Die von den USA geplante Einrichtung eines temporären Hafens zur Lieferung von Hilfsgütern in den Gazastreifen stößt im Westen auf Zustimmung, braucht aber Berichten zufolge für die Umsetzung noch Zeit. Der Sprecher des US-Verteidigungsministeriums, Pat Ryder, erklärte am Freitag, man rechne damit, dass es etwa 60 Tage dauern werde, bis der temporäre Hafen voll einsatzfähig sei. Ryder unterstrich, in der Zwischenzeit bemühten sich die USA um eine signifikante Ausweitung von Lieferungen auf dem Landweg, da dies die effektivste Form von Hilfstransporten in das Krisengebiet sei. Auch der Abwurf von Hilfsgütern aus der Luft gehe weiter.
Zugleich kam es bei humanitären Lieferungen aus der Luft für die hungernden Menschen im Gazastreifen am Freitag zu einem tragischen Unglücksfall, in den die US-Armee involviert gewesen sein soll. Fünf Menschen wurden von einer vom Himmel stürzenden Ladung getötet, weil sich der Fallschirm nicht richtig geöffnet hatte, wie das Gesundheitsministerium in Gaza vermeldete.
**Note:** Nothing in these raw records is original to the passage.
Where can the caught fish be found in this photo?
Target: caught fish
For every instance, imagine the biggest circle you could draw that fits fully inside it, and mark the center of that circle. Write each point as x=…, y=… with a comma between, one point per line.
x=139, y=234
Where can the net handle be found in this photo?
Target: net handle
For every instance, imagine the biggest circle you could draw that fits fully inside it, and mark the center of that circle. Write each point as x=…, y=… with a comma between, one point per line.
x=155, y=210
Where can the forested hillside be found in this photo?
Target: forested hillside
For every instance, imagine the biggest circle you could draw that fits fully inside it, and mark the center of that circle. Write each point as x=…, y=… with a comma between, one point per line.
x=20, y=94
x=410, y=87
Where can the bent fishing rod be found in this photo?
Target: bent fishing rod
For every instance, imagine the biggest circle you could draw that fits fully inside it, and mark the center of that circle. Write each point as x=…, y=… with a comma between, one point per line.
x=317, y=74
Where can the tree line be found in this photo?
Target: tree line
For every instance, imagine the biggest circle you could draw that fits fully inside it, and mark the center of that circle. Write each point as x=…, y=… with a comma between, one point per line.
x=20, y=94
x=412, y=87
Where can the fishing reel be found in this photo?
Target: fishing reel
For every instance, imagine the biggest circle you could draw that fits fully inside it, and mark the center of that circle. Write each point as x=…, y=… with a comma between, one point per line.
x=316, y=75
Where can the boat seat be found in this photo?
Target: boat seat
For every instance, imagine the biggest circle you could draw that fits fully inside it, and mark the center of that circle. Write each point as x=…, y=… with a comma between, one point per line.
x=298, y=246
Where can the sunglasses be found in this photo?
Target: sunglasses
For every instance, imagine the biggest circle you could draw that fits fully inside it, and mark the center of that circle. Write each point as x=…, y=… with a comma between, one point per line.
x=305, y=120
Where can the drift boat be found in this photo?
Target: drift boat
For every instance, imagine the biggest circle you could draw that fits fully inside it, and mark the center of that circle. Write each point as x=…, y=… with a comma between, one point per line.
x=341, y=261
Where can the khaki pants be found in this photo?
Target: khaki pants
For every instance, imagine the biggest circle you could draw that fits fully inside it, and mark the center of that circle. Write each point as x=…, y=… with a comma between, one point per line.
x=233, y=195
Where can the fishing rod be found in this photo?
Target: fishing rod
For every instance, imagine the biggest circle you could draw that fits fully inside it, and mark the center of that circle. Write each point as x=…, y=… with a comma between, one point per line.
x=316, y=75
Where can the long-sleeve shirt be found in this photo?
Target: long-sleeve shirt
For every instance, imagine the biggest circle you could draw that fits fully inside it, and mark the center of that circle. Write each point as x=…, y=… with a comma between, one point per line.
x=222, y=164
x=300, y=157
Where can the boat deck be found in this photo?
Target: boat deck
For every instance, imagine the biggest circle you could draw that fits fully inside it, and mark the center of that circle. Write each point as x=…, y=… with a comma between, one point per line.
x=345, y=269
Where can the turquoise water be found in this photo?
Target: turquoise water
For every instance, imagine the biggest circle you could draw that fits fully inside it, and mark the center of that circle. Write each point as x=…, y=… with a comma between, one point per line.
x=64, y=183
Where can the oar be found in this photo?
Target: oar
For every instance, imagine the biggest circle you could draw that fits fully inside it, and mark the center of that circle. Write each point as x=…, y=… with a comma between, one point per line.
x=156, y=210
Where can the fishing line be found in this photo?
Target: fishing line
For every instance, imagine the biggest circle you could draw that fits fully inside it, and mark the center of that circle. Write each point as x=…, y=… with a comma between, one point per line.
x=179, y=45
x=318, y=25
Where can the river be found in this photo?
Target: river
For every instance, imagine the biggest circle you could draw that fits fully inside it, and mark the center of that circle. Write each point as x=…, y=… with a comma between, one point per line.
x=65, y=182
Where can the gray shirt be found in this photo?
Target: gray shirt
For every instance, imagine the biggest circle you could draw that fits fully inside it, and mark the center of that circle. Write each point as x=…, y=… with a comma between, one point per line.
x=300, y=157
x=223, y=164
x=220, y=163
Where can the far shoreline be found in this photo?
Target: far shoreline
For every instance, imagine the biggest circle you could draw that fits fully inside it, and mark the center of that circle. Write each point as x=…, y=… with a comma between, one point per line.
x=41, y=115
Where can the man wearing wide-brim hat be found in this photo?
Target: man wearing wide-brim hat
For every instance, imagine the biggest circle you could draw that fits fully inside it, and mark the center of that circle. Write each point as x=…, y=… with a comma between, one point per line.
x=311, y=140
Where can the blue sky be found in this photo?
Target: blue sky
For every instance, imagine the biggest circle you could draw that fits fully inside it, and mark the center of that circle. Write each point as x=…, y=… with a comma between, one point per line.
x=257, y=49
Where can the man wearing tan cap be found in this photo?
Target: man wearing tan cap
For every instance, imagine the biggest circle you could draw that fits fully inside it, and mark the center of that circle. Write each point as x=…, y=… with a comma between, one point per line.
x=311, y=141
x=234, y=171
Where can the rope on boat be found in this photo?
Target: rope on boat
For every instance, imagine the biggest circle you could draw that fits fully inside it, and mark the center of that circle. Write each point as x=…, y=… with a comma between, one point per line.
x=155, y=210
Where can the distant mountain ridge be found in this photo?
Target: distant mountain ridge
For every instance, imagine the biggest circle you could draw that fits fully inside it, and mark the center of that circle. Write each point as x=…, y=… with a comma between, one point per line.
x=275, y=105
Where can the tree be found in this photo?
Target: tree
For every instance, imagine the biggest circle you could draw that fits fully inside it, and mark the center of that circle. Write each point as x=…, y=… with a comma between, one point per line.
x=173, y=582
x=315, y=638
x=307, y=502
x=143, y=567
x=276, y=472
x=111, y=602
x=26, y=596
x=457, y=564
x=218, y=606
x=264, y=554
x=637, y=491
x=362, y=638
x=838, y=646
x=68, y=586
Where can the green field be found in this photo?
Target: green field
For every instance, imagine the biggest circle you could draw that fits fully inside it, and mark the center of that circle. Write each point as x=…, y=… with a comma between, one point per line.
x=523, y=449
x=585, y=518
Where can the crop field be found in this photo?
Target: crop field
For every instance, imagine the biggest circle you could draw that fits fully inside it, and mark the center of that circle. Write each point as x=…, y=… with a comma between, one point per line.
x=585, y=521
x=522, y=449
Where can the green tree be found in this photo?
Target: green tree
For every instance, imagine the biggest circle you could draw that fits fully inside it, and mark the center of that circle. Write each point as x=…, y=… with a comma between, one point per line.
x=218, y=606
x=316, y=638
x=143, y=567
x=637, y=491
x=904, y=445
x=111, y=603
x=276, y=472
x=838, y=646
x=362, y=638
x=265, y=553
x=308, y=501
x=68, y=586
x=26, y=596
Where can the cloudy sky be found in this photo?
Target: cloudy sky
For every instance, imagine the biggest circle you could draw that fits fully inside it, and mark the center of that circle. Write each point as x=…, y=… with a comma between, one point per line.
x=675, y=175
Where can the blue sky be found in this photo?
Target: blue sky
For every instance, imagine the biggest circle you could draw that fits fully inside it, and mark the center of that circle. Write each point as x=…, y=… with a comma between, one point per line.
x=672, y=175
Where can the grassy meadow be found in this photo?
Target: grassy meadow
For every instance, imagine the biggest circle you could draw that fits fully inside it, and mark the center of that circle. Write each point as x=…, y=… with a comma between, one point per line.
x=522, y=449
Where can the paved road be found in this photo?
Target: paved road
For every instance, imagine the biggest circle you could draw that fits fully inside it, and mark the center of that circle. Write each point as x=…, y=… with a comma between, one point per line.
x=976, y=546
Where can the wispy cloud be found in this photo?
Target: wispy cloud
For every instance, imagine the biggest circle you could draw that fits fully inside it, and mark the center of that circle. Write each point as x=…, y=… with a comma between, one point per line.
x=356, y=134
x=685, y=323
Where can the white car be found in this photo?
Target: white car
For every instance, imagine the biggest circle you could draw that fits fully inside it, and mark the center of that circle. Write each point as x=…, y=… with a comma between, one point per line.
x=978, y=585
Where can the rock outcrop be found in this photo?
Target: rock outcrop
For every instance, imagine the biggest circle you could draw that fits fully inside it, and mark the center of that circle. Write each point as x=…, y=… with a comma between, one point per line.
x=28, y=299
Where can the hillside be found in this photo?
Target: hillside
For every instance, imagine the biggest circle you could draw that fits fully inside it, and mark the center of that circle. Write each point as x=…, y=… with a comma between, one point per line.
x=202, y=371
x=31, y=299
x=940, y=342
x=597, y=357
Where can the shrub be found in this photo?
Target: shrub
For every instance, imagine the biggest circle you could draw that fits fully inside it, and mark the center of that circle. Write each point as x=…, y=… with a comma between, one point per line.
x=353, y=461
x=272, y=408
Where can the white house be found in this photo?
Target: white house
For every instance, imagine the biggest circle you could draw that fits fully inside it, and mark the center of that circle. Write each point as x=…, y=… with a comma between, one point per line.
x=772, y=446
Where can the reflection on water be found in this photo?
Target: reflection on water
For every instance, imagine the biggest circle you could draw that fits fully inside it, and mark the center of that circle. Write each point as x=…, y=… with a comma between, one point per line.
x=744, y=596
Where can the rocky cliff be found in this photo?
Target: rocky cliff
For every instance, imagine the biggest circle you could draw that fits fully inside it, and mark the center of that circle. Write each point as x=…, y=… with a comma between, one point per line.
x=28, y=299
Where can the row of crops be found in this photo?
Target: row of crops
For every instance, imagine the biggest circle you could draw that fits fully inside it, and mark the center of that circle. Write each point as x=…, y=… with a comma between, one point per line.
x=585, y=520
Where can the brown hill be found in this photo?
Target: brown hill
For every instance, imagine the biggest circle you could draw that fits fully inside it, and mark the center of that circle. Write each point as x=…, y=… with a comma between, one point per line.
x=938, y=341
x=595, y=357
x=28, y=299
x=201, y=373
Auf Videos in den sozialen Medien war zu sehen, wie das große Hilfspaket praktisch ungebremst zu Boden stürzte. Mehrere Menschen seien dabei verletzt oder getötet worden.
Ein Sprecher des US-Verteidigungsministeriums behauptete in einer Mitteilung in der Nacht zum Samstag, dass die Todesfälle nicht auf US-Abwürfe aus der Luft zurückzuführen seien. Jordanien distanzierte sich am Freitag ebenfalls von dem Vorfall. Die staatliche Nachrichtenagentur berichtete unter Berufung auf nicht näher genannte Quellen, dass der technische Fehler bei keinem der beteiligten jordanischen Flugzeuge aufgetreten sei.
Unabhängig von der Vorbereitung einer provisorischen Hafenanlage an der Küste des Gazastreifens arbeitet der Westen an der Etablierung eines Seekorridors, über den Hilfsgüter von Zypern aus Gaza-nahe Häfen in Ägypten oder Israel erreichen sollen.
In einem Gespräch mit Al Jazeera betonte der Direktor für Außenbeziehungen und Kommunikation des UN-Hilfswerks für Palästinaflüchtlinge (UNRWA), dass die bestehenden Landübergänge nach Gaza “schneller, sicherer” seien als die Einrichtung eines Seekorridors oder Hilfslieferungen aus der Luft. Die neuen Maßnahmen seien offenbar “nur ein weiterer Versuch, von dem eigentlichen Problem abzulenken, nämlich dass 700.000 Menschen im nördlichen Gazastreifen verhungern und Israel ihnen und dem Rest des Gazastreifens keine humanitäre Hilfe zukommen lässt”, erklärte Mustafa Barghouti, Generalsekretär der Palästinensischen Nationalen Initiative, gegenüber der katarischen Nachrichtenagentur. Viele Beobachter glauben, die Einrichtung einer provisorischen Hafenanlage solle austesten, ob Israel den Grenzübergang Rafah für immer schließen könnte.